European AI infrastructure initiative
Alongside the model release, Mistral announced Mistral Compute, a cloud infrastructure platform built with Nvidia. The project includes an initial 40-megawatt data center in Essonne, France, using 18,000 of Nvidia’s newest Grace Blackwell chips. Mistral plans to expand to 100 megawatts within 18 months.
The infrastructure aims to provide European customers with AI services that remain within EU borders and under European jurisdiction. Arthur Mensch, Mistral’s CEO, said European companies increasingly want independence from American cloud providers like Amazon Web Services, Microsoft Azure, and Google Cloud.
Mensch told the Wall Street Journal that recent political statements about US AI dominance affected European demand. He said Vice President JD Vance’s February comments about keeping America’s AI lead “tremendously affected our demand because European leaders just don’t want to be talked to that way.”
French President Emmanuel Macron supported the Nvidia partnership and called large French companies to encourage agreements with Mistral’s new data center, according to Nvidia CEO Jensen Huang. Macron described the project as “our fight for sovereignty, for strategic autonomy.”
Business performance and pricing
Mistral is on pace to earn more than $100 million in annual revenue, according to Mensch. The company raised over $600 million last year at a roughly $6 billion valuation and may seek additional funding of $1 billion or more later this year.
Magistral Medium costs $2 per million input tokens and $5 per million output tokens. This pricing is higher than Mistral’s previous models but undercuts some competitors. OpenAI’s reasoning models and Gemini 2.5 Pro charge $8 or more for output tokens.

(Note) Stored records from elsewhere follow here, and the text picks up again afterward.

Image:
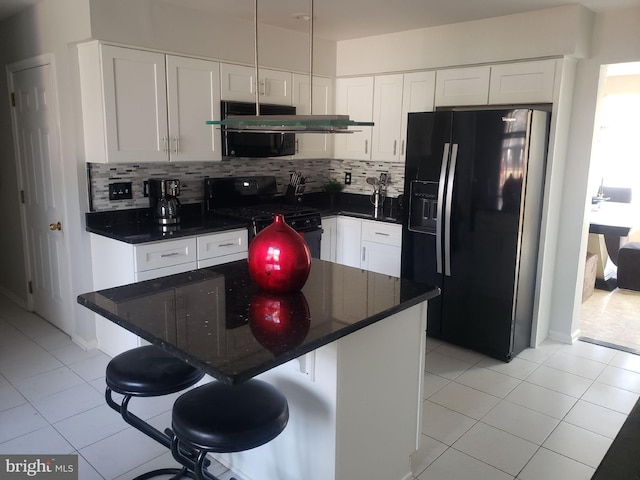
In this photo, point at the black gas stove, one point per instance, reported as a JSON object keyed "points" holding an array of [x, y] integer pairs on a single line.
{"points": [[255, 200]]}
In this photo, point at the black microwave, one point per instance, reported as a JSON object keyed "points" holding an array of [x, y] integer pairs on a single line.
{"points": [[256, 145]]}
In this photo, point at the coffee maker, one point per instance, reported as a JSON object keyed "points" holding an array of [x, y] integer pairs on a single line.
{"points": [[163, 200]]}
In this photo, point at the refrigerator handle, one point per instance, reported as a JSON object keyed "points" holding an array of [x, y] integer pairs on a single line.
{"points": [[447, 225], [443, 174]]}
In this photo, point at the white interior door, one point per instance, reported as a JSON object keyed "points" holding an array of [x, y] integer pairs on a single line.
{"points": [[35, 123]]}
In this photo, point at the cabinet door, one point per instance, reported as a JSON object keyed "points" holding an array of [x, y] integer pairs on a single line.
{"points": [[527, 82], [381, 246], [348, 241], [238, 83], [462, 86], [417, 96], [329, 239], [135, 105], [316, 145], [354, 97], [387, 116], [380, 258], [193, 92]]}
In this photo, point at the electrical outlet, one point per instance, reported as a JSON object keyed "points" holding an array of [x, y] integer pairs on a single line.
{"points": [[120, 191]]}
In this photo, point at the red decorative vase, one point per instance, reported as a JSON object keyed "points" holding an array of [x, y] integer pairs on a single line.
{"points": [[278, 321], [279, 258]]}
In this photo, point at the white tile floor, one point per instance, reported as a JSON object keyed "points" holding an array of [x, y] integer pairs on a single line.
{"points": [[549, 414]]}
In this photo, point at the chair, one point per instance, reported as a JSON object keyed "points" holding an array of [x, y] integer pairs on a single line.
{"points": [[629, 266], [148, 372], [222, 418]]}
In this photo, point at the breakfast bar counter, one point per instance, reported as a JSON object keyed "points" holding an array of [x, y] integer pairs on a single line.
{"points": [[347, 351]]}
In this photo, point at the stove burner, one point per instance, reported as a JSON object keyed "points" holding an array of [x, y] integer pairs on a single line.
{"points": [[300, 218]]}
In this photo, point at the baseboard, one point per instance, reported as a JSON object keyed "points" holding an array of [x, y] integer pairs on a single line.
{"points": [[15, 299], [610, 345], [84, 344], [562, 337]]}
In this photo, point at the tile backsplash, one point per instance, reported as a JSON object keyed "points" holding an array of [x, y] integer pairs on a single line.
{"points": [[191, 175]]}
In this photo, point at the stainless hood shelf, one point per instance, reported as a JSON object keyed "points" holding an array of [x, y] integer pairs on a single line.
{"points": [[290, 123]]}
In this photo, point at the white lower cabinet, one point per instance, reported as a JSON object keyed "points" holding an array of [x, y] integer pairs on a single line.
{"points": [[368, 244], [328, 244], [381, 245], [219, 248], [119, 263], [348, 239]]}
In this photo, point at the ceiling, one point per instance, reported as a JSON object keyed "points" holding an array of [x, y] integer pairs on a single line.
{"points": [[344, 19]]}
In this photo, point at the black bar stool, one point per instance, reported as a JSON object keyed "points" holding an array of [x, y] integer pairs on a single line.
{"points": [[148, 372], [225, 418]]}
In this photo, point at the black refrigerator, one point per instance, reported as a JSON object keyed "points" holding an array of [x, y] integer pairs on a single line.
{"points": [[474, 182]]}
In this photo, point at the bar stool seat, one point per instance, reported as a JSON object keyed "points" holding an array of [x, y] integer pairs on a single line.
{"points": [[226, 418], [148, 372]]}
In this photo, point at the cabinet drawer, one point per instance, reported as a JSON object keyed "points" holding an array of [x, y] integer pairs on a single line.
{"points": [[165, 254], [221, 244], [379, 232]]}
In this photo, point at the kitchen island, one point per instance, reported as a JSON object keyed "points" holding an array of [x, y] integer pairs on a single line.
{"points": [[347, 351]]}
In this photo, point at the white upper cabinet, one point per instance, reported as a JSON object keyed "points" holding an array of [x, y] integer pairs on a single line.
{"points": [[417, 96], [354, 97], [313, 145], [387, 117], [462, 86], [238, 83], [193, 92], [392, 98], [526, 82], [141, 106]]}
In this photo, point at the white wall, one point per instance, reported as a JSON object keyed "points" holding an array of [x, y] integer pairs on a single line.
{"points": [[616, 39], [553, 32], [157, 25], [47, 28]]}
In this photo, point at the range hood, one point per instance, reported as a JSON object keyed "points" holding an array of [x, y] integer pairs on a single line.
{"points": [[288, 123]]}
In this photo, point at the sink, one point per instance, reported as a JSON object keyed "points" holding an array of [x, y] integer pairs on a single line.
{"points": [[368, 216]]}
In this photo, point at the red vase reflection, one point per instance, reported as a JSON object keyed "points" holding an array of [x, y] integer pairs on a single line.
{"points": [[279, 322], [279, 258]]}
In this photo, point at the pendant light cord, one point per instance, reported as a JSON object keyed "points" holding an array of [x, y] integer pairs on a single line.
{"points": [[310, 57], [255, 54]]}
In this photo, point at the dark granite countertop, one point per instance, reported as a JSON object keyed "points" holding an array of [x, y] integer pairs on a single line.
{"points": [[217, 319], [136, 225]]}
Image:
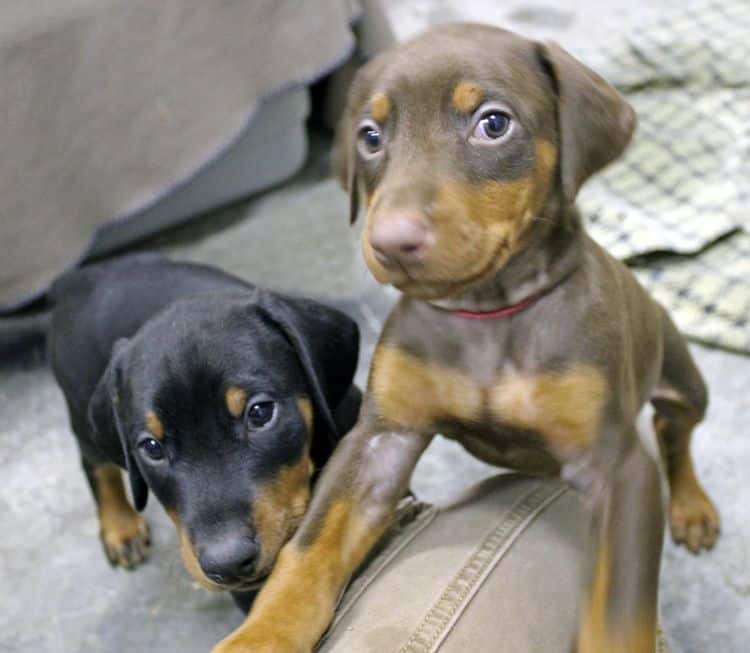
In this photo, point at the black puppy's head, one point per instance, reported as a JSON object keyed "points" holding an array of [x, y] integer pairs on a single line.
{"points": [[222, 407]]}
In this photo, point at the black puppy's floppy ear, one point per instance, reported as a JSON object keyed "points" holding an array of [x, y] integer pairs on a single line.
{"points": [[327, 345], [595, 122], [105, 421]]}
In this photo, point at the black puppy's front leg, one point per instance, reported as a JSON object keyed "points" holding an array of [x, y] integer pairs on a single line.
{"points": [[123, 532], [619, 612]]}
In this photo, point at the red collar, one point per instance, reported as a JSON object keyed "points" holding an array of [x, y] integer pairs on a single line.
{"points": [[501, 312]]}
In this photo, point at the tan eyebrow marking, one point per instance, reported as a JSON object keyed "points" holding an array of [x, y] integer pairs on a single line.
{"points": [[154, 425], [305, 407], [235, 398], [467, 96], [380, 107]]}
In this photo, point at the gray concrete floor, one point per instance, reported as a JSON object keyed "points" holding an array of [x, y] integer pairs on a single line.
{"points": [[60, 596]]}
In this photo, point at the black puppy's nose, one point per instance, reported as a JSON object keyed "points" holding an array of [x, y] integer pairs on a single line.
{"points": [[229, 559]]}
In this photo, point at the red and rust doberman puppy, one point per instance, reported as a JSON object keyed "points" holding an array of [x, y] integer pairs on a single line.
{"points": [[517, 334]]}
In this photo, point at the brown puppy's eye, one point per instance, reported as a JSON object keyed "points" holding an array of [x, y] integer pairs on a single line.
{"points": [[260, 413], [370, 139], [492, 125]]}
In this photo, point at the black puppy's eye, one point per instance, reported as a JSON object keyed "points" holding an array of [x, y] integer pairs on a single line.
{"points": [[260, 413], [370, 139], [492, 125], [152, 448]]}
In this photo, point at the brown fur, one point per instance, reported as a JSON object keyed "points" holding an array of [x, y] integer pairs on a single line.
{"points": [[300, 612], [411, 392], [124, 533], [467, 96], [693, 519], [475, 228], [380, 107], [187, 553], [154, 425], [279, 507], [564, 408], [561, 381]]}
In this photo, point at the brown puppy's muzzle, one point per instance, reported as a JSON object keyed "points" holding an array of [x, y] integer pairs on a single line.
{"points": [[401, 239]]}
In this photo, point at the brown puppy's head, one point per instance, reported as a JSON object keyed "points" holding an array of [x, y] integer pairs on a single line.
{"points": [[462, 143]]}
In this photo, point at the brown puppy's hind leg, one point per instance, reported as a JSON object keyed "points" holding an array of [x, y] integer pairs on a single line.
{"points": [[123, 532], [619, 612], [680, 401]]}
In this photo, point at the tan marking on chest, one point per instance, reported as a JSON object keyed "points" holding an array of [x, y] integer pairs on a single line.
{"points": [[380, 107], [564, 408], [413, 392], [467, 96]]}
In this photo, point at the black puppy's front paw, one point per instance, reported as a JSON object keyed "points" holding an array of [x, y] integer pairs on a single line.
{"points": [[126, 539]]}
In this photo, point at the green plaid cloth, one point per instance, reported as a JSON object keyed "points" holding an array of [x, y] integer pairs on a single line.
{"points": [[677, 206]]}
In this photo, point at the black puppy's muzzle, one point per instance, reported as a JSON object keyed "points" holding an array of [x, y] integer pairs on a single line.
{"points": [[230, 560]]}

The company targets applications requiring precision and step-by-step analysis, including legal research, financial forecasting, software development, and regulatory compliance. Mistral emphasizes that its models provide traceable reasoning processes that meet audit requirements in regulated industries.
Founded in 2023, Mistral has built its reputation on powerful open-source models while also offering proprietary enterprise versions. The company now employs about 250 people with offices in Paris, the US, and Singapore.